During this engagement, CBG staff and the youth MSE representatives generated assessment criteria to measure the program’s performance. Next, they scored the program’s performance against these criteria, describing strengths and weaknesses of the program and proposing actions for improvement. In the subsequent step, company and youth representatives agreed on the joint action plan for improvement and a multi-stakeholder follow-up committee was created to follow implementation.

Results and outcomes

In the year following the CSC training and pilot, many of the agreed actions for improvement were implemented. Each step of the CSC process enhanced mutual understanding—from information-sharing and self-reflection to active listening, constructive dialogue and democratic decision making—with the follow-up committee proving an effective mechanism for ongoing and constructive dialogue.
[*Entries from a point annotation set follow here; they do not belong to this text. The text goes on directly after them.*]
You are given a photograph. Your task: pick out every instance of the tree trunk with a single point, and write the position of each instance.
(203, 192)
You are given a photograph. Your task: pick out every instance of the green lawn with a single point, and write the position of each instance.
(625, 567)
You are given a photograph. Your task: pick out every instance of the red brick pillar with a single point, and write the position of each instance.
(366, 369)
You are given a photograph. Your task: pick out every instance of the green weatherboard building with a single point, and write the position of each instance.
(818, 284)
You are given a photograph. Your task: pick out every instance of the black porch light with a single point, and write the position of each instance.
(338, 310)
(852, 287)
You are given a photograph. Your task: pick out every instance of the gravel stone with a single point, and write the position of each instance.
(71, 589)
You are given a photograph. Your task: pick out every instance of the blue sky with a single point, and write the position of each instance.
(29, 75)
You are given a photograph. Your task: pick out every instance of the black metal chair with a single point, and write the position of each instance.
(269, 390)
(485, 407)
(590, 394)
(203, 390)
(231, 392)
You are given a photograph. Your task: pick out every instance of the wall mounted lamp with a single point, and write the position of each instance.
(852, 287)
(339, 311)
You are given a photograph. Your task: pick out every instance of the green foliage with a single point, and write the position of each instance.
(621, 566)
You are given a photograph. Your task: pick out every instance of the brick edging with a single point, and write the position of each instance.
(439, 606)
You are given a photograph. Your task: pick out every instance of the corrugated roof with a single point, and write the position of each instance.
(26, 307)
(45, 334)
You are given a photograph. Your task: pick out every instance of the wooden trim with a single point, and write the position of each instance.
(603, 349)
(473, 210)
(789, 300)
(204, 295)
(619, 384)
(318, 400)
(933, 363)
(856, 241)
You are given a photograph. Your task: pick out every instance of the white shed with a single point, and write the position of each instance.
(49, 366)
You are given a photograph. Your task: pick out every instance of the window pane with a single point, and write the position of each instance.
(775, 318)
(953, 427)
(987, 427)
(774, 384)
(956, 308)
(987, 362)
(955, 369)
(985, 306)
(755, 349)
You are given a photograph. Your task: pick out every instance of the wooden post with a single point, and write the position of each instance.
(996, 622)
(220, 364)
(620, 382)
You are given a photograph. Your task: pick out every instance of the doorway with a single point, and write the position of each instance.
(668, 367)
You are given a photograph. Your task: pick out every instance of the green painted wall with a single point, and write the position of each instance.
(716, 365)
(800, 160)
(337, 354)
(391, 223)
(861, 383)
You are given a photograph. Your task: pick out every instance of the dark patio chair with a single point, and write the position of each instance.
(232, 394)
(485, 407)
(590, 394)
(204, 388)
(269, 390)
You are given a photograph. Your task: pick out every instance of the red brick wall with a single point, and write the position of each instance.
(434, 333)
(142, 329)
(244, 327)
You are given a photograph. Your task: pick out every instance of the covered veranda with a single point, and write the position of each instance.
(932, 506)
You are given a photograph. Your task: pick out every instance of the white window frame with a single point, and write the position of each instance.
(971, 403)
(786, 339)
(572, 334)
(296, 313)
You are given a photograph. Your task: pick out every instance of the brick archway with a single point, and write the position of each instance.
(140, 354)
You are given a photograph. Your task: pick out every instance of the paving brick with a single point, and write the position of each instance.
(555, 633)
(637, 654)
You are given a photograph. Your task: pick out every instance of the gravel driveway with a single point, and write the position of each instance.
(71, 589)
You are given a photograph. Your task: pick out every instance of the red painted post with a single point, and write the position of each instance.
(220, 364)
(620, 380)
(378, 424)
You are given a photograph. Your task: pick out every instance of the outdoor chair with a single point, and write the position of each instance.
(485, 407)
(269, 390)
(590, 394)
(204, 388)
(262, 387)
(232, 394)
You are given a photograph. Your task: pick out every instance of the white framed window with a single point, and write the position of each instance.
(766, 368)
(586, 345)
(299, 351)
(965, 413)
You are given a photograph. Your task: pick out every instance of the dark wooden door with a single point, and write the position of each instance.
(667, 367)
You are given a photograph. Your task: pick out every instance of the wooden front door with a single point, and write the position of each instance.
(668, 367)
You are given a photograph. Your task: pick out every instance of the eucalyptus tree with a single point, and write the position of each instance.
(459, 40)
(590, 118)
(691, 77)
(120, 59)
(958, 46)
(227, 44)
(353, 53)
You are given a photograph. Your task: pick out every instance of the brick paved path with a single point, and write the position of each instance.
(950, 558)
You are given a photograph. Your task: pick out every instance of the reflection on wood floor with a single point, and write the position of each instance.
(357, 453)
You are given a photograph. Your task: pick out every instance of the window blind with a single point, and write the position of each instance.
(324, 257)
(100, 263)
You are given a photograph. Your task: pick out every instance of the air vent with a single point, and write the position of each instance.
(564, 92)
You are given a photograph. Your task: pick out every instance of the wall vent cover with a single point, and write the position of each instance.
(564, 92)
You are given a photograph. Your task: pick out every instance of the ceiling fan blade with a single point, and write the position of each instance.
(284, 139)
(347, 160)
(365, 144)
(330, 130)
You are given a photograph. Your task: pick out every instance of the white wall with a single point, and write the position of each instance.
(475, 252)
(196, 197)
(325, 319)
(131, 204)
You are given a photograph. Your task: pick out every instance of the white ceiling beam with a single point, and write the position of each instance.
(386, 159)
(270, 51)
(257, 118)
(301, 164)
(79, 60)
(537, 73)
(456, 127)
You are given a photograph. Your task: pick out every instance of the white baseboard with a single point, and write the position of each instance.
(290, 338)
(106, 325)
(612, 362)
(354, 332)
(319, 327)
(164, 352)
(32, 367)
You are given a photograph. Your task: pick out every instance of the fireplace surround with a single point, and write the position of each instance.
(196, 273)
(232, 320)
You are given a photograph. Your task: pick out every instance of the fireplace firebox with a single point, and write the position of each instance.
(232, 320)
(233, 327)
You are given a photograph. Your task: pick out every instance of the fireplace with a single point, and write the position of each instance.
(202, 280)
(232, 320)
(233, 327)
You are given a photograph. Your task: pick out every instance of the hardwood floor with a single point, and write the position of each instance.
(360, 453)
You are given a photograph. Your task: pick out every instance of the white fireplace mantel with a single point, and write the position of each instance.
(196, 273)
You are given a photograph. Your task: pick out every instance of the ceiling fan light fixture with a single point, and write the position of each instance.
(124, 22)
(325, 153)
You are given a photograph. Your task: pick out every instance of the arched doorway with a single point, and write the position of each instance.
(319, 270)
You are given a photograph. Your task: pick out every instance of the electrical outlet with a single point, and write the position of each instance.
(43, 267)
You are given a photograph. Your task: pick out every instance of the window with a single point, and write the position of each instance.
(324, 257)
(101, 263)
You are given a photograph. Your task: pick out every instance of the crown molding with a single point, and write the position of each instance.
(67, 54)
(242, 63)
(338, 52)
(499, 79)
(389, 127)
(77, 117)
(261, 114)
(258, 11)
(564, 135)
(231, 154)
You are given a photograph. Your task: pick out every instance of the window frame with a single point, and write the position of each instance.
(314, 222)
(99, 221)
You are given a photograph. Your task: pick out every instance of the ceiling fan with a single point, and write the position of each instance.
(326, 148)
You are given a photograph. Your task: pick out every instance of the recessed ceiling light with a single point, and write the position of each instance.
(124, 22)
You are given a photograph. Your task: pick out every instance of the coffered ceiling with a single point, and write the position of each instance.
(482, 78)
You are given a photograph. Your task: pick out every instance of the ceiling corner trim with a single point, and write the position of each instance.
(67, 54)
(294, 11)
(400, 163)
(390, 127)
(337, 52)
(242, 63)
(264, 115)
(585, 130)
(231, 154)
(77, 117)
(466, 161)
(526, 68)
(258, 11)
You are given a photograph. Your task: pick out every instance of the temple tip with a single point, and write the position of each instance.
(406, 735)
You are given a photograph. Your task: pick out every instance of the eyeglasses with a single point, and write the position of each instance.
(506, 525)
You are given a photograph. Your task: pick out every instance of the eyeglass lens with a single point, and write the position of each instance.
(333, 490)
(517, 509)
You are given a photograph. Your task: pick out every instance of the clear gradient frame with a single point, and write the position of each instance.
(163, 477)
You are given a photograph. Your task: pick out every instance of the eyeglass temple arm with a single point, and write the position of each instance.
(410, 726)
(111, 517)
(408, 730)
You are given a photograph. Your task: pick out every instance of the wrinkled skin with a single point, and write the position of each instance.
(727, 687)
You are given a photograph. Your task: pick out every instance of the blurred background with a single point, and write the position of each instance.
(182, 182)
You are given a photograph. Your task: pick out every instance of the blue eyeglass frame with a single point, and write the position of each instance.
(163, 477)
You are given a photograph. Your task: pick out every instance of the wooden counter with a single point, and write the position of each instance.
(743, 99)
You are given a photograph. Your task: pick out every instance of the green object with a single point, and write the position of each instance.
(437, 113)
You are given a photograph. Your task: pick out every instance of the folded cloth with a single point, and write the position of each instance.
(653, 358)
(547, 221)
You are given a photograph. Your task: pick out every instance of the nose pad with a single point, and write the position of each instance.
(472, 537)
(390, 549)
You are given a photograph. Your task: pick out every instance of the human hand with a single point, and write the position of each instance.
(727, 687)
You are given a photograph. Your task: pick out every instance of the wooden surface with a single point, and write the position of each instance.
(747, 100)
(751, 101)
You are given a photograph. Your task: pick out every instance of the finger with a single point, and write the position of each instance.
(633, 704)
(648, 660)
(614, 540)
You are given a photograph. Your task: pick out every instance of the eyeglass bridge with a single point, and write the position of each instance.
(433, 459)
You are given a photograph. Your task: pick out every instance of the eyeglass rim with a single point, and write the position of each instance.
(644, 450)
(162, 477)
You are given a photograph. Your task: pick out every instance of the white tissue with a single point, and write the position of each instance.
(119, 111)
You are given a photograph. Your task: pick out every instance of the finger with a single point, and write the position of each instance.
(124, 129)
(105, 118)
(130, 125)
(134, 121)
The experience has helped strengthen relations with young community members, local officials and NGOs alike—a significant win, given the difficult mining company-community relations historically existing in the region.  

Insights and lessons

The experience affirmed the relevance and versatility of the CSC tool, participants said. In particular, they noted its simplicity and effectiveness in accomplishing the identified goals—and its usefulness in a variety of situations. They also said that the basic communication, facilitation, conflict management, and persuasion skills learned as part of CSC training course will be helpful in other aspects of their professional and personal lives. Several other insights emerged from the CBG training and pilot, including:   

  • Providing daily ice breakers, energizers, and interactive exercises such as role plays helps create a friendly learning environment, puts participants at ease, and promotes positive relations. The degree of comfort, familiarity, and congeniality increased steadily as the process continued. 
  • Having the continual participation of the company’s community relations team enhances the quality of discussion and the accuracy of information exchanged. Their presence also further demonstrated the company’s commitment to engaging in such processes. 
  • Gaining company and community buy-in and willingness to actively and honestly engage is at the root of a successful CSC process. For example, on the first day of the CBG CSC training, two CGB managers frankly discussed the challenges faced by the company in designing and implementing the program—information that the youth VSE managers had not previously known, but which they said provided important context. In addition, all parties indicated a willingness to sustain dialogue through the multi-stakeholder follow-up committee and to work together to implement the agreed actions—key to achieving ongoing results and improvements.